Ein so kleines Fossil zu finden, war keine leichte Aufgabe. Das Material wurde vom Paläontologen Lúcio Roberto da Silva an der Fossilienfundstätte „Cortado” entdeckt. Nach Angaben der Forscher, die das Material untersuchen, wurde es in Felsen gefunden, die es Millionen von Jahren lang bewahrt hatten, und stammte von einem Tier, das in der Ladinium-Periode des mittleren Trias lebte. Zu dieser Zeit waren die Kontinente noch vereint und bildeten Pangäa, und die Ökosysteme wurden von den Vorfahren der Alligatoren und Krokodile dominiert, erklärt der Paläontologe Rodrigo Temp Müller von der UFSM, der die Forschungsgruppe leitet. Aufgrund seiner geringen Größe musste die Reinigung des versteinerten Schädels mit Nadeln unter Lupen durchgeführt werden – eine mühsame Arbeit, die Geduld und Präzision erforderte.

Anschließend unterzog der Paläontologe Leonardo Kerber das Material einer Computertomographie, einer Technologie, die es ermöglichte, mit bloßem Auge nicht erkennbare Details zu sehen. Die aus diesen Untersuchungen generierten dreidimensionalen Modelle enthüllten einzigartige Merkmale und bestätigten, dass es sich um ein bisher unbekanntes Tier handelte. Das neue Exemplar erhielt den Namen Sauropia, eine Kombination aus dem griechischen Begriff „sauros” (Echse) und dem regionalen Wort „piá”, das im Süden Brasiliens für ein Kind verwendet wird – eine Anspielung auf die geringe Größe und das mögliche junge Alter des Individuums. Macrorhinus bedeutet auf Griechisch „große Nase” und verweist auf die proportional großen Nasenlöcher des Tieres.

Wer war der Sauropia macrorhinus, das kleine Schädel-Wirbeltier?

Laut brasilianischen Forschern liefert der Fund wertvolle Informationen darüber, wie der Sauropia macrorhinus lebte.

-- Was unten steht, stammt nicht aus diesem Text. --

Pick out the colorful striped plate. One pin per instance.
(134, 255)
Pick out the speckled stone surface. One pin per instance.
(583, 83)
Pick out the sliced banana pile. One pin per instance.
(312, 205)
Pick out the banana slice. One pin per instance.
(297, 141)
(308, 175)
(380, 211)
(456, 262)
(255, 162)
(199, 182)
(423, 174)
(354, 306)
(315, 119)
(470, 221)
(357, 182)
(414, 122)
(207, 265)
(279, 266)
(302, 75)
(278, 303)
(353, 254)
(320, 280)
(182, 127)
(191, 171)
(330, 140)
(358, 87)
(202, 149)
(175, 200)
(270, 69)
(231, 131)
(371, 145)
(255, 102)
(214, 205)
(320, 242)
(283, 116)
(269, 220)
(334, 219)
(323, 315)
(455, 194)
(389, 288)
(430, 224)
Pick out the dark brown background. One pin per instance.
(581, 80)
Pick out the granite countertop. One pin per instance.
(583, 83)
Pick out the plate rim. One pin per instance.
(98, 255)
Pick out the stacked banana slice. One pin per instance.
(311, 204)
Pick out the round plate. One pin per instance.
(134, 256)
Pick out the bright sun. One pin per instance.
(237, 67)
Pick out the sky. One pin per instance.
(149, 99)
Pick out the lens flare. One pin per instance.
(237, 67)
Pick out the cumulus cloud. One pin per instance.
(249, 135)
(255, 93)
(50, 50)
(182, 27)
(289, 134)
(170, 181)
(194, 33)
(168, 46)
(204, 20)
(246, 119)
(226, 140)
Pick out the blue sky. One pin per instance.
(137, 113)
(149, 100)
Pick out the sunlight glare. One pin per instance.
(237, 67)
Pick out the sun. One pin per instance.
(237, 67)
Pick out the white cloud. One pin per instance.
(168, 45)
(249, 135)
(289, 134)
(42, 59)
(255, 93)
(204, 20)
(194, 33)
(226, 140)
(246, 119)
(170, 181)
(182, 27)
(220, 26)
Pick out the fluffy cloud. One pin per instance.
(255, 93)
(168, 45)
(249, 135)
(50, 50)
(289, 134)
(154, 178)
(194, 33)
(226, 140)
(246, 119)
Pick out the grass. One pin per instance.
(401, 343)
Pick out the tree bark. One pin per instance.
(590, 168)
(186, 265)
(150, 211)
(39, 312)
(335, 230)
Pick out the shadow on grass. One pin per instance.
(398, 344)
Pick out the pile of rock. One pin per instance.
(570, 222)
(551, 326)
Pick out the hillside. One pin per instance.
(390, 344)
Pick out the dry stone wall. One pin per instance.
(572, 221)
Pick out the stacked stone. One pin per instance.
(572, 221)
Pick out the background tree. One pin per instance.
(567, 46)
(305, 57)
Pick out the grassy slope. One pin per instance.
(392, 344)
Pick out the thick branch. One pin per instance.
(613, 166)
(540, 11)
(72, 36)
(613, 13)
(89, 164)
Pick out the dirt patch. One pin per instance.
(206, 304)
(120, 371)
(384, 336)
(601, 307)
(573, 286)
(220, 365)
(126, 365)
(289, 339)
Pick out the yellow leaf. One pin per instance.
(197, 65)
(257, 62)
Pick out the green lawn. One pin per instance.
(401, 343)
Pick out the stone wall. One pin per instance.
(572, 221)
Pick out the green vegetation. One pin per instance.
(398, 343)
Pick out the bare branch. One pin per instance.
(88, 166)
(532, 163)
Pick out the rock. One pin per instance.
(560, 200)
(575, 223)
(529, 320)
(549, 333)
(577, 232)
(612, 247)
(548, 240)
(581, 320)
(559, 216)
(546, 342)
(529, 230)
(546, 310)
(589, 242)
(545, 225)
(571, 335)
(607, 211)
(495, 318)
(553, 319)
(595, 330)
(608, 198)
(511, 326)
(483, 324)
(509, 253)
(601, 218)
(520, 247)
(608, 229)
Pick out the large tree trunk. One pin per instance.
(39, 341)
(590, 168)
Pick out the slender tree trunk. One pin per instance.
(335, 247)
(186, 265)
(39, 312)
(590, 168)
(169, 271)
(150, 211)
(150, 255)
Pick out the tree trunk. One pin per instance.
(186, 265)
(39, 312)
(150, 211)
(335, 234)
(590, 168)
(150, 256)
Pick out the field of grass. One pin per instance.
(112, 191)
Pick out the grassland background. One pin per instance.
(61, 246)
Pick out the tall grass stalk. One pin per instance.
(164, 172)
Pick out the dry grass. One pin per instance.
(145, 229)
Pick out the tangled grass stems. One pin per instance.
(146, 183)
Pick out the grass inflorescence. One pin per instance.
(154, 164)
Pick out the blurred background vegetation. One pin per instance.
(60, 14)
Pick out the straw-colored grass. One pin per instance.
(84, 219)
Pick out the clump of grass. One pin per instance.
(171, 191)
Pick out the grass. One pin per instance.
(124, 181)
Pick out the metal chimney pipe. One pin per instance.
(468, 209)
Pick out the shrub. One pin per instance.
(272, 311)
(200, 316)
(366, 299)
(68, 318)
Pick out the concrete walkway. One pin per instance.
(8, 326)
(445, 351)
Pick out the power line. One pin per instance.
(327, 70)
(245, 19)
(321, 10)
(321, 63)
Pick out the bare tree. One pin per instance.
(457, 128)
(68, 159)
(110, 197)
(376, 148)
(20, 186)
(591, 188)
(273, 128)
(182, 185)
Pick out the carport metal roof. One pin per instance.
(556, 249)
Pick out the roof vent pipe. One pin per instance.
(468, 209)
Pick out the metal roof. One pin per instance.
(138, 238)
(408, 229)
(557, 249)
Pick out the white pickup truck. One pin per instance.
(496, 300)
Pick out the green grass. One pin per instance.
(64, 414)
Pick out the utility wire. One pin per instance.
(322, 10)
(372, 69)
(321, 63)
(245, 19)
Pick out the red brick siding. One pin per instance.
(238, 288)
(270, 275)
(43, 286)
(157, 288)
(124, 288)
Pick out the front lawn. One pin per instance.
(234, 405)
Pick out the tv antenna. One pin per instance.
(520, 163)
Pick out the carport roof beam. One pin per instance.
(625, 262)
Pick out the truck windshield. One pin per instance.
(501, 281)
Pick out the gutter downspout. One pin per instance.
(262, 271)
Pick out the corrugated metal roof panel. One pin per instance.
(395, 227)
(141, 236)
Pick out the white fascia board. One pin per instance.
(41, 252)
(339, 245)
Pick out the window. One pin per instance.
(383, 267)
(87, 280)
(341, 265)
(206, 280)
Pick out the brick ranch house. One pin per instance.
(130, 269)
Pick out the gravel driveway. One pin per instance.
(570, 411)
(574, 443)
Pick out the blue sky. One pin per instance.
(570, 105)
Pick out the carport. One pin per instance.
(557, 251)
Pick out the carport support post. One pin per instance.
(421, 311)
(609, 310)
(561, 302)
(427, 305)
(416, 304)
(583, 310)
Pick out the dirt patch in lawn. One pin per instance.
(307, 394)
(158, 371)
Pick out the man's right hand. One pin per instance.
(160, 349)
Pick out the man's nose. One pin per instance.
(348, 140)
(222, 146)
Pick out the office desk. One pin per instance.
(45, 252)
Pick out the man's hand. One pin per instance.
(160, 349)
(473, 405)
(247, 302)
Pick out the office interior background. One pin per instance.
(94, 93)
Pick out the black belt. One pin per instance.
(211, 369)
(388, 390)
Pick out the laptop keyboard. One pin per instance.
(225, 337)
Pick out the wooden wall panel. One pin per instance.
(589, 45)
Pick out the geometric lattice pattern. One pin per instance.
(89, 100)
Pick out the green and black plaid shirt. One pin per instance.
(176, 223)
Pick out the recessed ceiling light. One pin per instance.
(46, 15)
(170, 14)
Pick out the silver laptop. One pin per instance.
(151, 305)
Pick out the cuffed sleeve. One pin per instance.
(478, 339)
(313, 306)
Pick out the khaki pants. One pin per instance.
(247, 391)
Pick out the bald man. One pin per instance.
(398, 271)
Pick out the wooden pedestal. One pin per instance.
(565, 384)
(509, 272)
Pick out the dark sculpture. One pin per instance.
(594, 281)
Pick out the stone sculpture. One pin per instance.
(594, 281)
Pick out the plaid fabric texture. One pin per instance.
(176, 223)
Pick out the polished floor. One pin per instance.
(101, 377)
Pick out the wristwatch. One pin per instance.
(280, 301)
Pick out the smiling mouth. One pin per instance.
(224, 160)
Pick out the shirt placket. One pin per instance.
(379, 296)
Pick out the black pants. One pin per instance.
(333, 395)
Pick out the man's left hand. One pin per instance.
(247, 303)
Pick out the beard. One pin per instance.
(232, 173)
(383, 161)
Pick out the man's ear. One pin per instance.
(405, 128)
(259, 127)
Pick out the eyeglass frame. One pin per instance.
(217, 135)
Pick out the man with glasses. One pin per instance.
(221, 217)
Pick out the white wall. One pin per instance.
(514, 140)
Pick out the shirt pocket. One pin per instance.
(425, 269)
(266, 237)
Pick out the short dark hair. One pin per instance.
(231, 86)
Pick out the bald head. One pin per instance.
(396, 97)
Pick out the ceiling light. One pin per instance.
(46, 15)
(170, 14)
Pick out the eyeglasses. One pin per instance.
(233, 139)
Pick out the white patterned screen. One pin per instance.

Es wird geschätzt, dass er eine Gesamtlänge von etwa 5 Zentimetern hatte – ungefähr die Größe einer gewöhnlichen Eidechse. Seine stiftförmigen Zähne mit kreisförmigem Querschnitt und ohne Verengung an der Basis deuten ebenfalls darauf hin, dass seine Ernährung wahrscheinlich auf kleinen Wirbellosen wie Insekten basierte. Was die Paläontologen jedoch am meisten faszinierte, war gerade die Größe des Schädels. Mit nur 9,5 Millimetern ist er kleiner als jeder andere Procolophonoide – eine Gruppe von Parareptilien, zu der die neue Art gehört. Zum Vergleich: Die Schädel verwandter Arten sind mindestens 2,5-mal größer und in einigen Fällen sogar 9,5-mal länger. Dies lässt die Möglichkeit zu, dass das Fossil ein junges Individuum darstellt, das noch keine skelettale Reife erreicht hatte. Das Exemplar bietet einen Einblick in die Entwicklung dieser Tiere – etwas besonders Wertvolles, wenn man bedenkt, dass Procolophonoide sehr selten im Fossilienbestand des mittleren Trias in Südamerika sind.

Wie die Entdeckung dabei hilft, das Ökosystem vor den großen Dinosauriern zu rekonstruieren

Die Gruppe von Wissenschaftlern ist sich einig, dass die Rekonstruktion so alter Ökosysteme wie das Zusammensetzen eines Puzzles ist, bei dem die meisten Teile verloren gegangen sind. Jedes neu gefundene Fossil hilft, Lücken zu füllen, und Entdeckungen wie die von Sauropia macrorhinus sind wichtig, weil sie ökologische Nischen aufdecken, die kaum Spuren hinterlassen. Die Fossilienlagerstätten von Rio Grande do Sul haben in den letzten Jahrzehnten mehrere Exemplare viel größerer Tiere hervorgebracht – wie robuste Pflanzenfresser und imposante Raubtiere, die die Landschaft beherrschten. Aber ein so kleines Wirbeltier war noch nie aufgetaucht. Seine Anwesenheit deutet darauf hin, dass die Nahrungsnetze der mittleren Trias komplexer waren und nicht nur die großen Protagonisten, sondern auch eine vielfältige Fauna kleiner Organismen umfassten. Es ist auch möglich, dass der Sauropia macrorhinus Teil des Speiseplans etwas größerer Raubtiere war, wie dem Parvosuchus aurelioi, einem Vorläufer der Krokodile mit einer Länge von weniger als 1 Meter, der in derselben Region gefunden wurde. Wenn sich diese Wechselwirkung bestätigt, würde dies zeigen, wie das Ökosystem der Trias als integriertes System funktionierte, lange bevor die Dinosaurier zu den Protagonisten der Geschichte des Lebens auf der Erde wurden.